High-quality Tart Shells — Save time and ensure a perfect crust every time. → Check price on Amazon
Easy Mango Curd Tart Recipe – Better Than Takeout

Ingredients
Main Ingredients
- ripe mangoes
- sugar
- eggs
- unsalted butter
- tart shell
Seasonings
- vanilla extract
- lemon juice
- salt
Optional Toppings
- fresh mint leaves
- whipped cream
Instructions
- Prepare Mango Puree: Blend ripe mango flesh until smooth. You should have about 2 cups.
- Make Mango Curd: In a saucepan, whisk together mango puree, sugar, eggs, lemon juice, and salt. Cook over medium heat, stirring constantly, until it thickens and reaches 170°F.
- Add Butter: Remove from heat and stir in butter and vanilla extract until melted and combined.
- Chill and Fill Tart Shell: Chill the mango curd until cold, then pour into a pre-baked tart shell. Chill until set.

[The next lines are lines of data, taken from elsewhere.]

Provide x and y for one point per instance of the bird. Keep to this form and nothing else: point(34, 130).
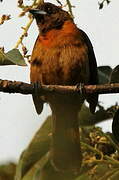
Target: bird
point(62, 55)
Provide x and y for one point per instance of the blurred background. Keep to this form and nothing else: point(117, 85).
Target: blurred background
point(18, 118)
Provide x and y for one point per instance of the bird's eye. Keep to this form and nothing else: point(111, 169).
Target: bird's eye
point(49, 10)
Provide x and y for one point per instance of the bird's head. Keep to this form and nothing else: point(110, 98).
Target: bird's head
point(49, 16)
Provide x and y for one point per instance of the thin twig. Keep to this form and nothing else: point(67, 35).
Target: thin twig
point(70, 7)
point(25, 88)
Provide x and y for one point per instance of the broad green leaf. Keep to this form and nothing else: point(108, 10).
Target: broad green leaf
point(38, 147)
point(86, 118)
point(12, 57)
point(114, 77)
point(115, 126)
point(104, 74)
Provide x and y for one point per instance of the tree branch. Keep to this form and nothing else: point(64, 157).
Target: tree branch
point(25, 88)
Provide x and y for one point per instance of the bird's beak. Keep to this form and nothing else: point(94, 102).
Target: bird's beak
point(37, 11)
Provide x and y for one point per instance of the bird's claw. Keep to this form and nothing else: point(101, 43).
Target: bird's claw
point(80, 87)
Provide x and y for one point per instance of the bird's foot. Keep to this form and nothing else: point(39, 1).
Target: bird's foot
point(80, 87)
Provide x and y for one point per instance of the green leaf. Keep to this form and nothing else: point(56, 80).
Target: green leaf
point(115, 126)
point(114, 77)
point(104, 74)
point(38, 147)
point(12, 57)
point(86, 118)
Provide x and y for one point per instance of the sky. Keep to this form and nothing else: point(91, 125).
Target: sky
point(19, 121)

- Serve: Garnish with fresh mint leaves and serve chilled. Enjoy your Easy Mango Curd Tart Recipe – Better Than Takeout!
Notes
- Chef tip: For a vegan version, use aquafaba instead of eggs and dairy-free butter.
- Best substitution: You can substitute the mangoes with pineapple for a different tropical twist.
- Make-ahead: You can assemble the tart up to a day ahead. Keep chilled.
- Scaling: This recipe can be easily doubled to serve more.
- Troubleshooting: If your curd is too thick, add a bit of milk or cream to thin it out.
Storage
- Fridge: Store in the fridge for up to 5 days.
- Freezer: Freeze the tart shell separately for up to 3 months. Thaw and fill before serving.
- Make ahead: You can make the mango curd up to 2 days ahead.
Nutrition Per Serving
- Calories: 320
- Protein: 4g
- Fat: 14g
- Carbs: 45g
- Fiber: 2g
- Sugar: 35g
- Sodium: 100mg
- Cholesterol: 120mg
- Sat. Fat: 8g
Nutritional values are estimates only. Actual values may vary by brand and portion size.
Easy Mango Curd Tart Recipe – Better Than Takeout FAQs
Yes, you can make the mango curd up to 2 days ahead. Store it in the fridge until ready to use.
You may not have cooked the curd enough. Make sure to cook it until it thickens and reaches 170°F.
Yes, you can freeze the tart shell separately for up to 3 months. Thaw and fill before serving.
Make sure to pre-bake the tart shell and cool it completely before filling.
You can substitute the mangoes with pineapple for a different tropical twist.
A Warm Final Note
I can’t wait for you to try Easy Mango Curd Tart Recipe – Better Than Takeout and see how effortlessly it comes together. When you make it, pop back here and leave a rating or share how it turned out — I love hearing from you!